Carl Carter

No. 41, 45, 44, 21
- Position: Cornerback

Personal information
- Born: March 7, 1964 Fort Worth, Texas, U.S.
- Died: May 15, 2019 (aged 55) Fort Worth, Texas, U.S.
- Listed height: 5 ft 11 in (1.80 m)
- Listed weight: 189 lb (86 kg)

Career information
- High school: O. D. Wyatt (Fort Worth)
- College: Texas Tech
- NFL draft: 1986: 4th round, 89th overall pick

Career history
- St. Louis/Phoenix Cardinals (1986–1989); Cincinnati Bengals (1990–1991); Tampa Bay Buccaneers (1991); Green Bay Packers (1992);

Career NFL statistics
- Interceptions: 8
- Fumble recoveries: 5
- Sacks: 1
- Stats at Pro Football Reference

= Carl Carter =

American football player (1964–2019)

Carl Anthony Carter Sr. (March 7, 1964 – May 15, 2019) was a cornerback in the National Football League (NFL).
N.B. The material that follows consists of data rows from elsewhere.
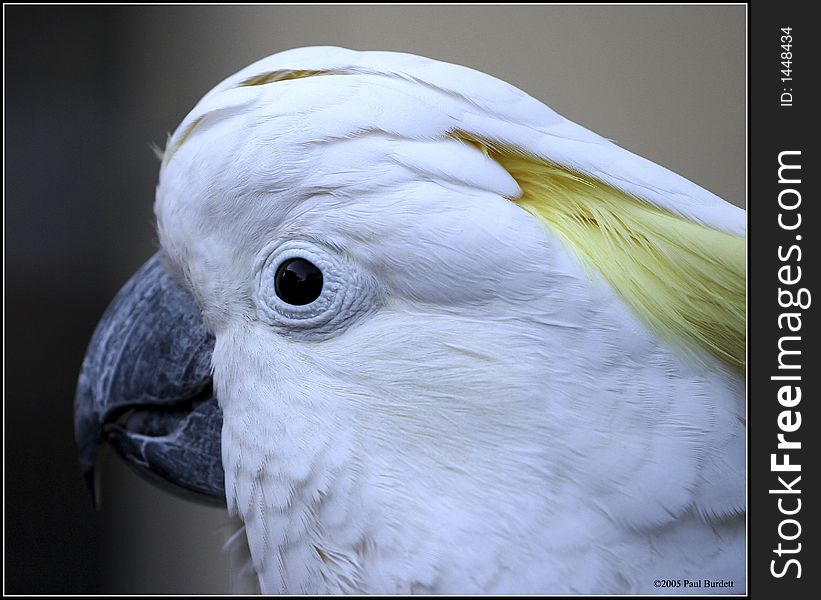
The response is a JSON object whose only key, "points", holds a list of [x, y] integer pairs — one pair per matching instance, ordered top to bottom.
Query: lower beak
{"points": [[145, 388]]}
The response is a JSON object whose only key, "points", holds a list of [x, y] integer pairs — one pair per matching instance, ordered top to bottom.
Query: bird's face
{"points": [[373, 320], [356, 336]]}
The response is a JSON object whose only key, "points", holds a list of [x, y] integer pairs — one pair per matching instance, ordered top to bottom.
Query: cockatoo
{"points": [[420, 333]]}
He played for the St. Louis/Phoenix Cardinals, Cincinnati Bengals, Tampa Bay Buccaneers, and Green Bay Packers. He was selected by the Cardinals in the fourth round of the 1986 NFL draft. Collegiately, he played for the Texas Tech Red Raiders.

Carter also competed for the Texas Tech Red Raiders track and field team as a sprinter.

Carter died on May 15, 2019, in his hometown of Fort Worth, TX.